# Auto Top Off..



## cablemike (Jan 7, 2009)

Anyone know how to make one that works? I bought the float switch and it fried the first time i used it.. I cant even go away camping for the weekend in fear that my pumps will run dry if im not home to add water daily. If anyone can build one for me or show me how to build one i would be in your debt. My surface skimmer on my prizm deluxe is useless as the water evaporates too fast and i find my seld having to reprime my skimmer daily when i come home from work..


----------



## conix67 (Jul 27, 2008)

I got a second hand float switch (dual, one for backup) which can be used in tank (snail guard included) as you have seen in my nano setup before, hooked up to the cheap aqualifter pump and it worked well. I'd suggest go for something similar (float switch kits are available in many places I believe) for low cost setup.


----------



## UnderTheSea (Jun 2, 2008)

Feel free to stop off and take a look at my setup. I utilize a solenoid from autotopoff.com, a timer and a humidifier float from HD. I've been using for about 4 years now and never have failed.

Hook up solenoid pre - ro unit and plug into a timer (Timer is on for about an hour each day).

From the ro unit, hook up the line feeding your tank to the humidifier float valve in your sump.

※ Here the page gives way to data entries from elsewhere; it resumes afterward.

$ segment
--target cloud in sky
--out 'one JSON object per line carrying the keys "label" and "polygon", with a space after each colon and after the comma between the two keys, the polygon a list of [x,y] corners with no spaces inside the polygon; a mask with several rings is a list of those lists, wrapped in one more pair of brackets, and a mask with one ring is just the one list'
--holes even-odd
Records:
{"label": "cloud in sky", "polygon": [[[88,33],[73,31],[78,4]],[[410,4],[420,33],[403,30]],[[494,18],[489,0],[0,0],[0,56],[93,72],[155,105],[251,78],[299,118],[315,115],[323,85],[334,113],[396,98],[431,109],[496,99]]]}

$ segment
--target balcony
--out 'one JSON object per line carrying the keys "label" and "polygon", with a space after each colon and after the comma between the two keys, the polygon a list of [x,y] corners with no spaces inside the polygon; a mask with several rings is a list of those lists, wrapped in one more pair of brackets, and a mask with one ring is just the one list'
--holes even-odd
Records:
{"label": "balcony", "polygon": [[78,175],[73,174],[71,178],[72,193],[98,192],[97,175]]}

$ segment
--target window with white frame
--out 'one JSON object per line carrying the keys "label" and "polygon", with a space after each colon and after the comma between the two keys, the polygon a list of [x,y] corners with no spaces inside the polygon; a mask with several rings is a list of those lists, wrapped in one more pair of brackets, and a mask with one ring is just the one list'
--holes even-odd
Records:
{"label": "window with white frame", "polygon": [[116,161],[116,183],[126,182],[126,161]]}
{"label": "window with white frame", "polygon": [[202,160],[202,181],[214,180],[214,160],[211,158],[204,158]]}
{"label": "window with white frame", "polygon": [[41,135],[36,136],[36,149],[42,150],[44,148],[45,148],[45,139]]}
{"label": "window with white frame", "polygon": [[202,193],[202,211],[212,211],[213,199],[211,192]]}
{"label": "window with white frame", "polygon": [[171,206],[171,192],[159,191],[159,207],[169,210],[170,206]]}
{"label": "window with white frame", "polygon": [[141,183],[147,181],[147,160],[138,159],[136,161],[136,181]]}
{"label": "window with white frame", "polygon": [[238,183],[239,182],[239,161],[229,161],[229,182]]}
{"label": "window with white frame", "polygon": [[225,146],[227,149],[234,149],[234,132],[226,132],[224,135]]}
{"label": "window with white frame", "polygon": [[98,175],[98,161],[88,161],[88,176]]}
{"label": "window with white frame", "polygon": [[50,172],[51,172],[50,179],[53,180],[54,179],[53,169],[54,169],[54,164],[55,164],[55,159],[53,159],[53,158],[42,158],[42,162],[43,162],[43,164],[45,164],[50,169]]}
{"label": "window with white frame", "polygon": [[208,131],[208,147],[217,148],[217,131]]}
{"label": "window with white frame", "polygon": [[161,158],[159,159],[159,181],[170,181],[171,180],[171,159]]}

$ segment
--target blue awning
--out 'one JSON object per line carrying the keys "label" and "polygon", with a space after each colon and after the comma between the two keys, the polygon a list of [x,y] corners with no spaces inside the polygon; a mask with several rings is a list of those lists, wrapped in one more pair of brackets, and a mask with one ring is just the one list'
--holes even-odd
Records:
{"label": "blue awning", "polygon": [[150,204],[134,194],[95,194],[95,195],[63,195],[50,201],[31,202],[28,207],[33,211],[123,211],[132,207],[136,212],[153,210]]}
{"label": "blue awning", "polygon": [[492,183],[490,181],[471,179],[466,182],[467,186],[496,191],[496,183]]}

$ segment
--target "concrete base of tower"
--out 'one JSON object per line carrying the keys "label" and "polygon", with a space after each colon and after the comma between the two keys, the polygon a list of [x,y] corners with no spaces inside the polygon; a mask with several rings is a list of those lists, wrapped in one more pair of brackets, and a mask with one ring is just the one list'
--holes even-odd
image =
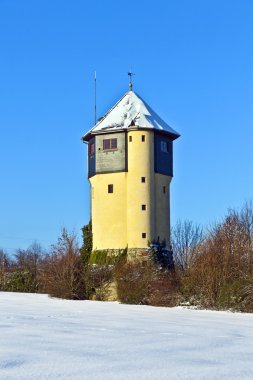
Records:
{"label": "concrete base of tower", "polygon": [[127,261],[141,261],[149,257],[149,248],[128,248]]}

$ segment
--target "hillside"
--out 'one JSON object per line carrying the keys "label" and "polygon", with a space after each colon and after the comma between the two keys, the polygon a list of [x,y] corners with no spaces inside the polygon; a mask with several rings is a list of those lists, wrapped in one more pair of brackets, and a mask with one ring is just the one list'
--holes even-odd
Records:
{"label": "hillside", "polygon": [[1,380],[252,379],[253,315],[0,293]]}

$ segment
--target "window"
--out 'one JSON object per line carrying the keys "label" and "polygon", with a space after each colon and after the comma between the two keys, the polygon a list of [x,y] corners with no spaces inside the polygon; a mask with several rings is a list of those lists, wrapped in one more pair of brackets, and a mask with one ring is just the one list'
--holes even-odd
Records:
{"label": "window", "polygon": [[169,141],[161,141],[161,151],[163,153],[169,153],[169,151],[170,151]]}
{"label": "window", "polygon": [[105,139],[103,140],[103,150],[117,149],[117,139]]}
{"label": "window", "polygon": [[94,153],[95,153],[95,143],[90,143],[90,145],[89,145],[89,155],[91,156]]}
{"label": "window", "polygon": [[113,185],[108,185],[108,193],[113,193]]}

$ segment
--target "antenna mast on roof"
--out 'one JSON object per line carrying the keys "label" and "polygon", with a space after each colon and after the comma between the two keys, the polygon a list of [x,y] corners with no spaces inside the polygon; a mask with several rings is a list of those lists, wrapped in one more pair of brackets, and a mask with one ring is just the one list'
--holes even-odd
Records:
{"label": "antenna mast on roof", "polygon": [[133,89],[132,76],[135,74],[132,71],[129,71],[127,75],[129,75],[129,90],[132,91]]}
{"label": "antenna mast on roof", "polygon": [[94,125],[97,124],[97,73],[94,73]]}

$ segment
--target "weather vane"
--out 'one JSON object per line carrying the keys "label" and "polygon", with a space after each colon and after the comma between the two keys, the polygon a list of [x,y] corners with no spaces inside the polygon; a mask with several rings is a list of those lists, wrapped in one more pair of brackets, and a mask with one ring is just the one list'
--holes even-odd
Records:
{"label": "weather vane", "polygon": [[129,75],[129,90],[132,91],[132,88],[133,88],[132,76],[135,74],[132,71],[129,71],[127,75]]}

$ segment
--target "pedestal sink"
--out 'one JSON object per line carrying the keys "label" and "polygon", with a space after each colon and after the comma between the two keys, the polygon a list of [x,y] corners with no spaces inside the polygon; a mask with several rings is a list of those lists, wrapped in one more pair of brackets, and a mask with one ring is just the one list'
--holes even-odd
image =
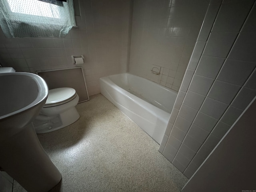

Now this was 4 years ago but it cost me about $65


----------



## conix67 (Jul 27, 2008)

I don't think Mike has a sump yet...


----------



## cablemike (Jan 7, 2009)

nope no sump.. cant have one.. no space.. turtles tank is under my display tank.. though i did get a 15 gallon sump for free a while back but i need an overflow and return pump.. not keen on drilling my full tank.


----------



## cablemike (Jan 7, 2009)

as i still dont have an ro unit i may just get the coralife unit and the auto top off for it..


----------



## Symphy68 (Sep 1, 2008)

*Tunze Osmolator*

You can solve all your problems with a Tunze osmolator

Visit Tunze.com

Good luck


----------



## ameekplec. (May 1, 2008)

cablemike said:


> as i still dont have an ro unit i may just get the coralife unit and the auto top off for it..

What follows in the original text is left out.